No Código das Custas Judiciais que vigorou até 1 de Janeiro de 1997 - data em que entrou em vigor um novo Código das Custas Judiciais, aprovado pelo Decreto-Lei n.º 224-A/96, de 26 de Novembro (cf. artigo 16º deste decreto-lei)
-, os encargos achavam-se fixados no artigo 65º. Este artigo 65º, após a publicação do Decreto-Lei n.º 387-D/87, de 29 de Dezembro (entretanto, alterado pelo Decreto-Lei n.º 39/95, de 15 de Fevereiro), não incluía, entre os encargos, 'as importâncias despendidas com correio e telégrafo', referidas no n.º 6º do artigo 16º do citado Decreto-Lei n.º 41.150.
No artigo 32º, n.º 1, alínea e), do Código das Custas Judiciais (aprovado pelo Decreto-Lei n.º 224-A/96, de 26 de Novembro), voltam, porém, tais despesas a aparecer entre os encargos a incluir na conta de custas.
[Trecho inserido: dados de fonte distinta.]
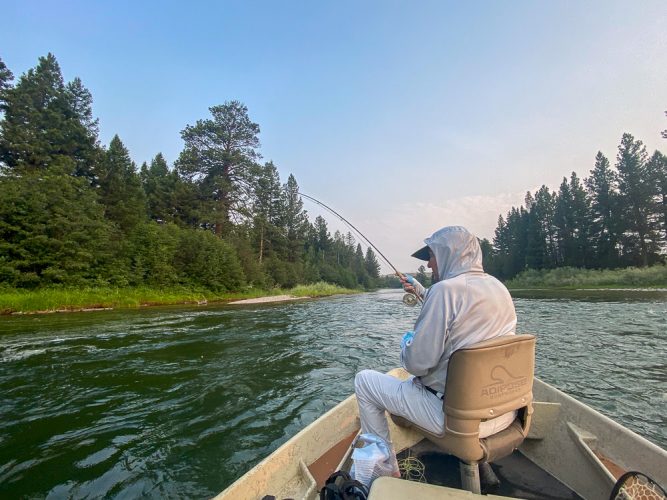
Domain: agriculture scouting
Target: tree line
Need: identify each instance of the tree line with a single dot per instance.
(616, 217)
(74, 212)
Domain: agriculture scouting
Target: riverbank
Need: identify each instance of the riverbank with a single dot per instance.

Aí se fala, com efeito, no 'reembolso por franquias postais, comunicações telefónicas, telegráficas, por telecópia ou por meios telemáticos'. E o n.º 2 do mesmo artigo dispõe que o reembolso por esses encargos 'é calculado à razão de metade de 1 UC nas primeiras 50 folhas ou fracção do processado e de um décimo de UC por cada conjunto subsequente de 25 folhas ou fracção do processado'.
O processo de que emerge o presente recurso entrou no Supremo Tribunal Administrativo antes de 1 de Janeiro de 1997, mas foi contado já domínio do novo Código das Custas Judiciais - mais precisamente, em 17 de Setembro de 1997. Ora, o artigo 4º, n.º 1, do Decreto-Lei n.º 224-A/96, de 26 de Novembro, cuja constitucionalidade o recorrente questiona, preceitua o seguinte:
1. O Código das Custas Judiciais aplica-se aos processos pendentes, salvo no que respeita à determinação da taxa de justiça, custas e multas decorrentes de decisões transitadas em julgado e aos prazos de pagamento de preparos, custas ou multas que estejam em curso.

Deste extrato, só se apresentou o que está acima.